Wirtschaftsentwicklung wird oft als eine Geschichte des Wachstums erzählt, aber tatsächlich ist es auch hier ein Auf und Ab. Krisen gehören genauso zur Wirtschaftsgeschichte
wie Wachstum. Diese Parallelität lässt darauf schließen, dass hier ähnliche Gesetzmäßigkeiten herrschen wie in der Evolution. Es ist sinnvoll, aus dieser Entwicklung für die Wirtschaft zu lernen. Auch hier sterben viele Unternehmen. Doch wenn ein Unternehmen in
die Insolvenz geht, so leben über die am Unternehmen beteiligten Menschen viele der
Fähigkeiten in anderer Form bzw. an anderer Stelle weiter. In den zehn Jahren von 2000 bis
2009 haben in Deutschland mehr als 340 000 Unternehmen Insolvenz beantragt. In diesen
Unternehmen waren zum Zeitpunkt der Antragstellung fünf Millionen Menschen beschäftigt. Damit hat in den vergangenen zehn Jahren fast jeder fünfte Arbeitnehmer eine Firmeninsolvenz miterlebt.

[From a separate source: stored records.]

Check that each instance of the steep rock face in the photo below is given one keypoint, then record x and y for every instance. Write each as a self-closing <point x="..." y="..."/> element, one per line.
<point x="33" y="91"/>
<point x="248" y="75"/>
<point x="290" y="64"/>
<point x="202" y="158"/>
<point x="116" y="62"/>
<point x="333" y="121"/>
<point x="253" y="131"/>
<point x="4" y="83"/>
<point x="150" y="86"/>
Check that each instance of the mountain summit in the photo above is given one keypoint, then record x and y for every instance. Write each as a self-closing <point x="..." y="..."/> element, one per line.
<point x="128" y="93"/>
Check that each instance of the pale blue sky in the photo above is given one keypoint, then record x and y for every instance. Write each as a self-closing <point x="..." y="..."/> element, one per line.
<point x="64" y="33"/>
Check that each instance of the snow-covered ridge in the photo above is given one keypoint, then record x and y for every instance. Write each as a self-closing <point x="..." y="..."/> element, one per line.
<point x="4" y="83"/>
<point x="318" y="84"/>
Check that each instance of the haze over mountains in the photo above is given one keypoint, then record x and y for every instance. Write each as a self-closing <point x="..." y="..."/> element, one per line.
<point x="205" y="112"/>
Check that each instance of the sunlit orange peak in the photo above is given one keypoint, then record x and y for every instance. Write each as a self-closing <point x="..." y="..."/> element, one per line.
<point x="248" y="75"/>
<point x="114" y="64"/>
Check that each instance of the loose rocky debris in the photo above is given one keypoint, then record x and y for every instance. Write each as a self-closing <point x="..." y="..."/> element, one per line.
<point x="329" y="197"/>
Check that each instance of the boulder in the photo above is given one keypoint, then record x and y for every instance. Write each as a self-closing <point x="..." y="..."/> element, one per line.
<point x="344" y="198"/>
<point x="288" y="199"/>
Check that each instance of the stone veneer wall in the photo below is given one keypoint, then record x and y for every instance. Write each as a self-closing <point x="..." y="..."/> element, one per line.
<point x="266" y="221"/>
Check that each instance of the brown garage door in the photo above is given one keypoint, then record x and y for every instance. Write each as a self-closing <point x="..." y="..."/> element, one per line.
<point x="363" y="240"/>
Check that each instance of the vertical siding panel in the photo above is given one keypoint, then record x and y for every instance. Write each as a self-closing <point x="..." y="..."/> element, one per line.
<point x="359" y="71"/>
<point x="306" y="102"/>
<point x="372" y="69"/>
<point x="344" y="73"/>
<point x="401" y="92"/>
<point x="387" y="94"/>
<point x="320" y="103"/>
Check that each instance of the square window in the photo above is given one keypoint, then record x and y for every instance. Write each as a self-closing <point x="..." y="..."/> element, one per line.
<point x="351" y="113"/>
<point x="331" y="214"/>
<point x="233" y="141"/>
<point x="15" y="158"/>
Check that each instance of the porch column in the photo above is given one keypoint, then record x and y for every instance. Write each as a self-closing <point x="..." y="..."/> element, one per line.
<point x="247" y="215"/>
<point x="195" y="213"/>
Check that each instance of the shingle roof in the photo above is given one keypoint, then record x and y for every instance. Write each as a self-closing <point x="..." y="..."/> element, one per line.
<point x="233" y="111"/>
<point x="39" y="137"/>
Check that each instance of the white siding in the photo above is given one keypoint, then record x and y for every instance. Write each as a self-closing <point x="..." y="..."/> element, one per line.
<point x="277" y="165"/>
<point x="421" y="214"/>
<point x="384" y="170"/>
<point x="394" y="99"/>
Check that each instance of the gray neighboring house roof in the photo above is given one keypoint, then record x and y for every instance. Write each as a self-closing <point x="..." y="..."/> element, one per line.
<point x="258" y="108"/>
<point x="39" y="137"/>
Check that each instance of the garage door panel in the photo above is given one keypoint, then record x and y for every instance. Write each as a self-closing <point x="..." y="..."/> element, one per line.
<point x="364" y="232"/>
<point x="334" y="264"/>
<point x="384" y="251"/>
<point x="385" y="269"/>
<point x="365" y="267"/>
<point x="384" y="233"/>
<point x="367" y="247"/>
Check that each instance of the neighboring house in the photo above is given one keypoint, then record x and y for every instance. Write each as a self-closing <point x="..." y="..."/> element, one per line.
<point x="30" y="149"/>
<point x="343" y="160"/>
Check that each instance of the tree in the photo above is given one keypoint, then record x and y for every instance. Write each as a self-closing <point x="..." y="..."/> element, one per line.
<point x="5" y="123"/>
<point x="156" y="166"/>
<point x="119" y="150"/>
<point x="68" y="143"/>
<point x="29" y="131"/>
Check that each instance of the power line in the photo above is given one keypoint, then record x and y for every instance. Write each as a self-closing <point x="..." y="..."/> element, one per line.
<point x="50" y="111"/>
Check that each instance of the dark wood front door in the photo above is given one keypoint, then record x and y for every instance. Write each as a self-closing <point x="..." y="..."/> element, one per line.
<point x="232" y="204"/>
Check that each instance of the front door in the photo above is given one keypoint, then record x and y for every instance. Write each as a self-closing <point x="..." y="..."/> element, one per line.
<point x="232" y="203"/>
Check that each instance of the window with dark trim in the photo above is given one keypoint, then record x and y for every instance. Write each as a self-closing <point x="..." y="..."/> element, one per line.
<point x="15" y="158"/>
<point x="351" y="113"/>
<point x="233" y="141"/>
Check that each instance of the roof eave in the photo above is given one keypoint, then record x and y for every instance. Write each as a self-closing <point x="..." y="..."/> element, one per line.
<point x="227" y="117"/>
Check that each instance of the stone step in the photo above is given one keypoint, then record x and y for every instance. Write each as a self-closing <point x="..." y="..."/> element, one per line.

Ständiger Wandel kennzeichnet die Entwicklung der Evolution und die Entwicklung der
Wirtschaft. Je besser Management und Mitarbeiter das Umfeld beobachten und analysieren und in einer angemessenen Geschwindigkeit (statt hektisch) die notwendigen Veränderungsschlüsse ziehen, umso besser gelingt es ihnen, die Stabilität ihres Unternehmens
zu sichern und ein gesundes Wachstum zu erreichen.
Zielkorridore nutzen
Die traditionelle Betriebswirtschaft hat viele Planungsinstrumente entwickelt, um Unternehmen zu steuern. Die Krise der Finanzwirtschaft und ihre Folgen haben so deutlich wie
noch nie gezeigt, dass diese Planungstechniken nicht gut genug funktioniert haben und
nicht in der Lage sind, die Komplexität unseres Wirtschaftsgeschehens abzubilden. Selten
hat man so viele Manager angetroffen, die sich nicht in der Lage sahen, eine belastbare
Unternehmensprognose abzugeben.
Sollte man deswegen nicht mehr planen? Die Unternehmen brauchen weiterhin Planung,
denn sie soll Orientierung geben. Sie muss aber gefährliche Fixierungen vermeiden. Heute
ist es in den Unternehmen üblich, am Anfang des Jahres genau definierte Ziele festzulegen
und diese Ziele dann mit aller Kraft umzusetzen. Doch dieses Vorgehen birgt Gefahren in
sich: Der Blick auf die fixierten Ziele schränkt die Wahrnehmung von zum Zeitpunkt der
Zielfestlegung noch nicht sichtbaren neuen Chancen ein. Da hilft es, Zielkorridore festzulegen und nicht nur Ziele. Planung muss auch schnell und flexibel umgeworfen werden
können, wenn unvorhergesehene Ereignisse eintreten.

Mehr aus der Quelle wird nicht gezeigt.